(The dependency PDF is attached to the ticket, please see it there.)

The separation is coming along nicely, I was able to run a successful e2e
test with the separated branch and the spark connector.

This got me thinking about how we handle the dependent projects (connectors
and queryserver), and what would be the best way to go forward.

The use cases I think we need to cover:

- HBase server components for HBase classpath (no change)
- Standalone JDBC driver (for sqlline, gui clients, and apps that do not
include other components of the Hadoop stack)
- JDBC driver that works with existing HBase client on classpath
- JDBC driver that works with existing shaded HBase client on classpath

- mapreduce functionality for connectors that works with unshaded HBase
- mapreduce functionality for connectors that works with shaded HBase

- running the Phoenix mapreduce tools

Updated proposal for shaded phoenix artifacts to generate:

*phoenix-server*: (no change) phoenix-client, phoenix-mapreduce, and
phoenix-connectors, with their own dependencies, but without the hadoop and
hbase dependencies and phoenix-hbase-compat.
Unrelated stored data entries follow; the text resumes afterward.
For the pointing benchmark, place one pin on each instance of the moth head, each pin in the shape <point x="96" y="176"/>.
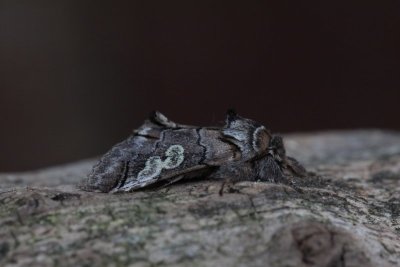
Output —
<point x="252" y="138"/>
<point x="276" y="148"/>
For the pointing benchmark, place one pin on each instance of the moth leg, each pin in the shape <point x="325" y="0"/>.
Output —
<point x="268" y="170"/>
<point x="228" y="182"/>
<point x="173" y="180"/>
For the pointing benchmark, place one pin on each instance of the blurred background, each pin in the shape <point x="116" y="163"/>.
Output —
<point x="77" y="76"/>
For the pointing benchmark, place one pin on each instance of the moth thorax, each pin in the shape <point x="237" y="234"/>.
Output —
<point x="261" y="139"/>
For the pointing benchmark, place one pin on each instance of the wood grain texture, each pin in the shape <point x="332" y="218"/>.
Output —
<point x="347" y="214"/>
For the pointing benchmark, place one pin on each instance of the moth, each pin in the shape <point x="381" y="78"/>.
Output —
<point x="163" y="152"/>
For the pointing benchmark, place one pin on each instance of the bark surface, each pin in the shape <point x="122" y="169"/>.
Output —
<point x="345" y="214"/>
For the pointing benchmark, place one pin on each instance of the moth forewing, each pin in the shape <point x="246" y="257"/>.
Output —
<point x="163" y="151"/>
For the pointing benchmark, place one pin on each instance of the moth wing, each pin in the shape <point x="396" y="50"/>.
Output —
<point x="112" y="168"/>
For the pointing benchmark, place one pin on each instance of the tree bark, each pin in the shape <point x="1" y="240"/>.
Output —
<point x="345" y="213"/>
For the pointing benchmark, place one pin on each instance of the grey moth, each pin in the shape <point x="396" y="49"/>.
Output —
<point x="162" y="152"/>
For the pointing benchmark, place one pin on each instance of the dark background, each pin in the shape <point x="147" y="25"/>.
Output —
<point x="78" y="76"/>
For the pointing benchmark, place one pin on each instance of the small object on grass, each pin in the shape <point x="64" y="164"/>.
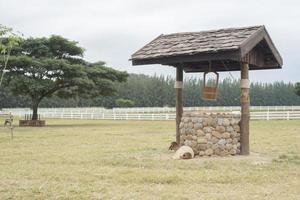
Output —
<point x="184" y="152"/>
<point x="174" y="146"/>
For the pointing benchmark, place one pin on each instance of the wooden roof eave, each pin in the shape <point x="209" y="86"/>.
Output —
<point x="257" y="37"/>
<point x="174" y="60"/>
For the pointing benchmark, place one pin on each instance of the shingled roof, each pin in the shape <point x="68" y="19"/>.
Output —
<point x="229" y="45"/>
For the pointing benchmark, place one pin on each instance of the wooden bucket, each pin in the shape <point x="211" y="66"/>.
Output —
<point x="210" y="93"/>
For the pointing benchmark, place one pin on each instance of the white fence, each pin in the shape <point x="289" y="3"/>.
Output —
<point x="257" y="113"/>
<point x="271" y="115"/>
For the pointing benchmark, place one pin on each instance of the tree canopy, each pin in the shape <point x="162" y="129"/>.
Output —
<point x="41" y="67"/>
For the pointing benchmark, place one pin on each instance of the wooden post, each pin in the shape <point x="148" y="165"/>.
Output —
<point x="245" y="113"/>
<point x="179" y="107"/>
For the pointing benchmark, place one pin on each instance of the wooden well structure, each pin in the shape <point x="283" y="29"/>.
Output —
<point x="231" y="49"/>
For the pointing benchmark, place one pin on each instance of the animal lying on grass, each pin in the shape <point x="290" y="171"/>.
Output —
<point x="183" y="152"/>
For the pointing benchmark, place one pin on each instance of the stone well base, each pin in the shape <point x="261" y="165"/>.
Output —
<point x="211" y="133"/>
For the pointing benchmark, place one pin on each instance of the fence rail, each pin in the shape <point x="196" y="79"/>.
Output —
<point x="90" y="113"/>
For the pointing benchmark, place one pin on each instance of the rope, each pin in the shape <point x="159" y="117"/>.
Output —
<point x="227" y="69"/>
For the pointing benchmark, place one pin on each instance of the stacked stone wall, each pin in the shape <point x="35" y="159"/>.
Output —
<point x="211" y="134"/>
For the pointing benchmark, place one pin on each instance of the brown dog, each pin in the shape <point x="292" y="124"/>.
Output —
<point x="174" y="146"/>
<point x="186" y="155"/>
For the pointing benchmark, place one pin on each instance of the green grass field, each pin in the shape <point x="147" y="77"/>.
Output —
<point x="85" y="159"/>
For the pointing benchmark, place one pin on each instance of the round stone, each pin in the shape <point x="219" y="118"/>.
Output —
<point x="229" y="128"/>
<point x="222" y="142"/>
<point x="198" y="126"/>
<point x="209" y="152"/>
<point x="191" y="125"/>
<point x="202" y="140"/>
<point x="226" y="135"/>
<point x="220" y="129"/>
<point x="226" y="122"/>
<point x="200" y="132"/>
<point x="207" y="130"/>
<point x="217" y="134"/>
<point x="201" y="153"/>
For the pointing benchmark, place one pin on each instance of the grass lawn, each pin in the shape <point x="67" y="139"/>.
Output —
<point x="90" y="159"/>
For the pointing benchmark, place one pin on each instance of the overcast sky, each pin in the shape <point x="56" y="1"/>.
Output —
<point x="111" y="30"/>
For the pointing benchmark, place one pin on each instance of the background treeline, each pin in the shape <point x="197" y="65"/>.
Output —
<point x="149" y="91"/>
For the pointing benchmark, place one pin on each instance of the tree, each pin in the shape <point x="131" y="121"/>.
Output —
<point x="8" y="40"/>
<point x="42" y="67"/>
<point x="125" y="103"/>
<point x="297" y="89"/>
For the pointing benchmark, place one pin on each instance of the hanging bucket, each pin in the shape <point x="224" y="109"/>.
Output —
<point x="210" y="92"/>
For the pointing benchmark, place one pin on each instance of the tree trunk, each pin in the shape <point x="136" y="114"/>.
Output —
<point x="35" y="105"/>
<point x="179" y="105"/>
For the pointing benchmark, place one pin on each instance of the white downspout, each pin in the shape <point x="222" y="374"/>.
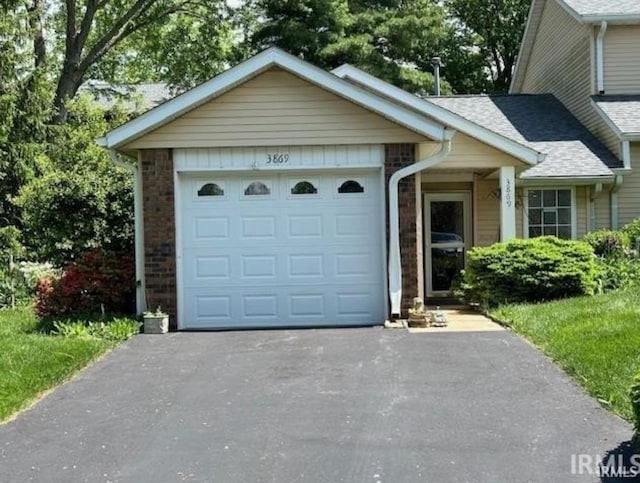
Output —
<point x="600" y="56"/>
<point x="138" y="228"/>
<point x="395" y="270"/>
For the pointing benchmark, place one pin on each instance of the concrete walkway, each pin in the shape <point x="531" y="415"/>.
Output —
<point x="462" y="320"/>
<point x="351" y="405"/>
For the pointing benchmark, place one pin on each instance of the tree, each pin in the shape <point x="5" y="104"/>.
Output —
<point x="390" y="39"/>
<point x="494" y="29"/>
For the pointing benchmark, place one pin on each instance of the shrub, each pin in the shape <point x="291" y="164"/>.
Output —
<point x="608" y="243"/>
<point x="635" y="405"/>
<point x="116" y="330"/>
<point x="99" y="281"/>
<point x="618" y="273"/>
<point x="538" y="269"/>
<point x="632" y="231"/>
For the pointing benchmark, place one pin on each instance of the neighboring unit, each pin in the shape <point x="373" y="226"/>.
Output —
<point x="281" y="195"/>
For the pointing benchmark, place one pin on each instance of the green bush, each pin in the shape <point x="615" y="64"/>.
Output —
<point x="116" y="330"/>
<point x="635" y="404"/>
<point x="632" y="231"/>
<point x="608" y="243"/>
<point x="618" y="273"/>
<point x="532" y="270"/>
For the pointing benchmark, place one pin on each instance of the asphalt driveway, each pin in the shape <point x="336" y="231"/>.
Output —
<point x="350" y="405"/>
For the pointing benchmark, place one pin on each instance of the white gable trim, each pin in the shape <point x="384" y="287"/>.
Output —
<point x="517" y="150"/>
<point x="272" y="57"/>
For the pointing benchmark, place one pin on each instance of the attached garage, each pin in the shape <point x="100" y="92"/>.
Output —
<point x="283" y="248"/>
<point x="260" y="198"/>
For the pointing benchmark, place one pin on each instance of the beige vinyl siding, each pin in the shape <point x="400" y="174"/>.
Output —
<point x="629" y="193"/>
<point x="487" y="222"/>
<point x="469" y="153"/>
<point x="561" y="64"/>
<point x="622" y="60"/>
<point x="272" y="109"/>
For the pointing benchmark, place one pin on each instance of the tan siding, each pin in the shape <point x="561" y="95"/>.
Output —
<point x="629" y="194"/>
<point x="622" y="60"/>
<point x="467" y="152"/>
<point x="276" y="108"/>
<point x="561" y="64"/>
<point x="487" y="212"/>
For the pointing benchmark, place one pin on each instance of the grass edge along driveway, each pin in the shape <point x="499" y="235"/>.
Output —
<point x="33" y="362"/>
<point x="595" y="339"/>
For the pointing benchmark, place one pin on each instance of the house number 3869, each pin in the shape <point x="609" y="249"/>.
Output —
<point x="277" y="158"/>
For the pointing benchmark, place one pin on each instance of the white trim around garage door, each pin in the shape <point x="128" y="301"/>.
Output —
<point x="321" y="159"/>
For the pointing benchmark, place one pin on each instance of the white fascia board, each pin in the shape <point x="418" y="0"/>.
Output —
<point x="606" y="119"/>
<point x="250" y="68"/>
<point x="524" y="153"/>
<point x="596" y="18"/>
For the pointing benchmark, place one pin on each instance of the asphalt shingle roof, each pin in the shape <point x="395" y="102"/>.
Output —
<point x="623" y="111"/>
<point x="604" y="7"/>
<point x="542" y="123"/>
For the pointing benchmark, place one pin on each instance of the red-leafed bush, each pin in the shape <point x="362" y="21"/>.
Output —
<point x="99" y="280"/>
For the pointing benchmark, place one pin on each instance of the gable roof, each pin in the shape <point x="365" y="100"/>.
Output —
<point x="583" y="11"/>
<point x="621" y="112"/>
<point x="544" y="124"/>
<point x="272" y="57"/>
<point x="513" y="147"/>
<point x="588" y="11"/>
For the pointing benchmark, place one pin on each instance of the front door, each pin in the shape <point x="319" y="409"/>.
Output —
<point x="447" y="237"/>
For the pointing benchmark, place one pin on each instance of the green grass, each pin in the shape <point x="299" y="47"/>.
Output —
<point x="594" y="339"/>
<point x="32" y="362"/>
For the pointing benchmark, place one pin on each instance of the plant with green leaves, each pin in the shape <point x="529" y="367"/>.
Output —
<point x="536" y="269"/>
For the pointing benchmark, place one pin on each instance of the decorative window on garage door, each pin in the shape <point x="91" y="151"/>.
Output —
<point x="350" y="186"/>
<point x="257" y="188"/>
<point x="304" y="187"/>
<point x="211" y="189"/>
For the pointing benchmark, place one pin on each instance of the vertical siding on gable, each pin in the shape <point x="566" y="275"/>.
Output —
<point x="629" y="193"/>
<point x="561" y="64"/>
<point x="622" y="59"/>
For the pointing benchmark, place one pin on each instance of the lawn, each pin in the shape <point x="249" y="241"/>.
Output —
<point x="595" y="339"/>
<point x="32" y="362"/>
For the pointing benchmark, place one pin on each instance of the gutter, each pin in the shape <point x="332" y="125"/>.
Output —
<point x="138" y="227"/>
<point x="600" y="56"/>
<point x="615" y="211"/>
<point x="395" y="262"/>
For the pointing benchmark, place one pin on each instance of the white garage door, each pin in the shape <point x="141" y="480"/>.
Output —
<point x="281" y="250"/>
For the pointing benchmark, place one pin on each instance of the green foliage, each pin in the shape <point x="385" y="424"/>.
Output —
<point x="392" y="40"/>
<point x="635" y="404"/>
<point x="84" y="201"/>
<point x="632" y="230"/>
<point x="97" y="282"/>
<point x="544" y="268"/>
<point x="595" y="339"/>
<point x="113" y="331"/>
<point x="608" y="243"/>
<point x="492" y="32"/>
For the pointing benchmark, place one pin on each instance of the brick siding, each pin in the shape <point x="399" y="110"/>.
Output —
<point x="159" y="231"/>
<point x="398" y="156"/>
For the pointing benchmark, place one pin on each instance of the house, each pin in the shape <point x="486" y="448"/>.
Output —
<point x="278" y="194"/>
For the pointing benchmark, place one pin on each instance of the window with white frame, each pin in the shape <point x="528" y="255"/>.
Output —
<point x="550" y="212"/>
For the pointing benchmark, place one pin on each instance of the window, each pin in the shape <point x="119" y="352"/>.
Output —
<point x="211" y="189"/>
<point x="304" y="188"/>
<point x="550" y="213"/>
<point x="351" y="186"/>
<point x="257" y="188"/>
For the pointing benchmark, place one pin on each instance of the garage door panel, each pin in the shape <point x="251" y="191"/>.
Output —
<point x="282" y="260"/>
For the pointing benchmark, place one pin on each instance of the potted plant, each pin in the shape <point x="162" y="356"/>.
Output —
<point x="156" y="322"/>
<point x="418" y="314"/>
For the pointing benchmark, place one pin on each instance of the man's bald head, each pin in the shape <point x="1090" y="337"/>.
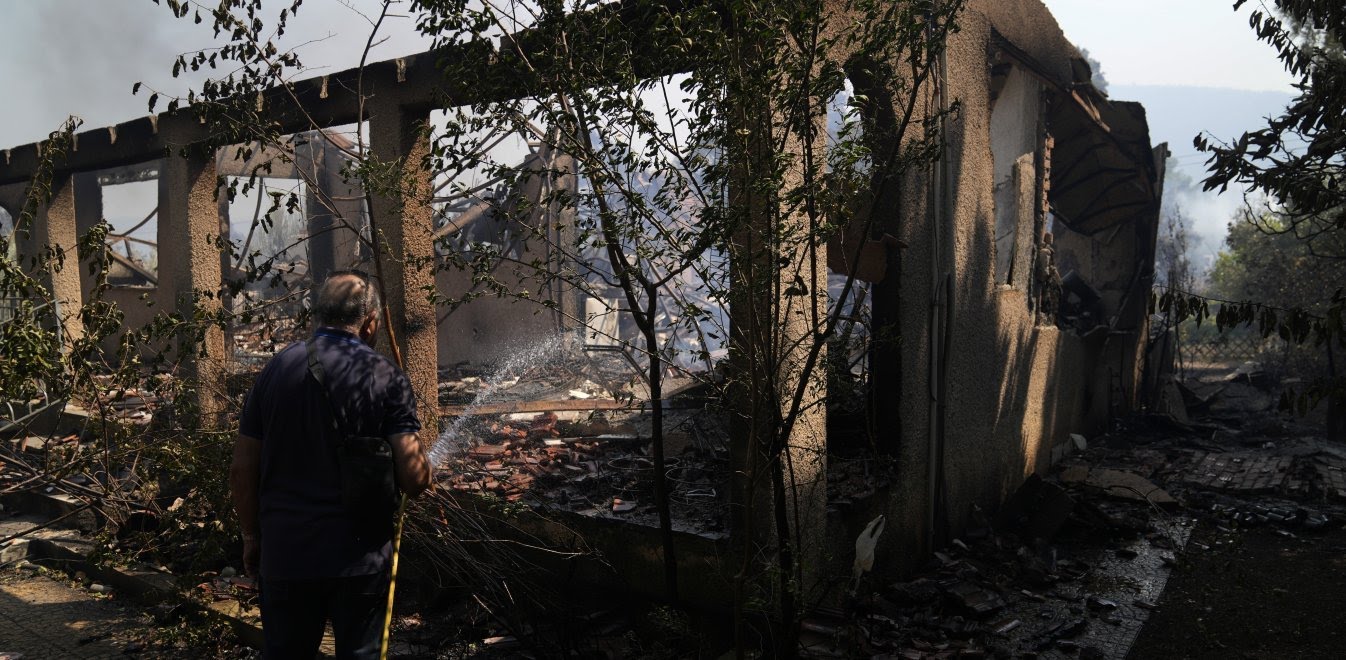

*phoenix-client*: (no change) phoenix-client, phoenix-mapreduce, and
phoenix-connectors, with all dependencies, including logging and
phoenix-hbase-compat.
I don't see the use case for it, but we may need to keep it for backwards
compatibility, or use this name for phoenix-client-lite.

*phoenix-client-embedded*: (no change) phoenix-client, phoenix-mapreduce,
and phoenix-connectors, with all dependencies, except logging and
phoenix-hbase-compat.
I don't see the use case for it, but we may need to keep it for backwards
compatibility, or use this name for phoenix-client-lite-embedded.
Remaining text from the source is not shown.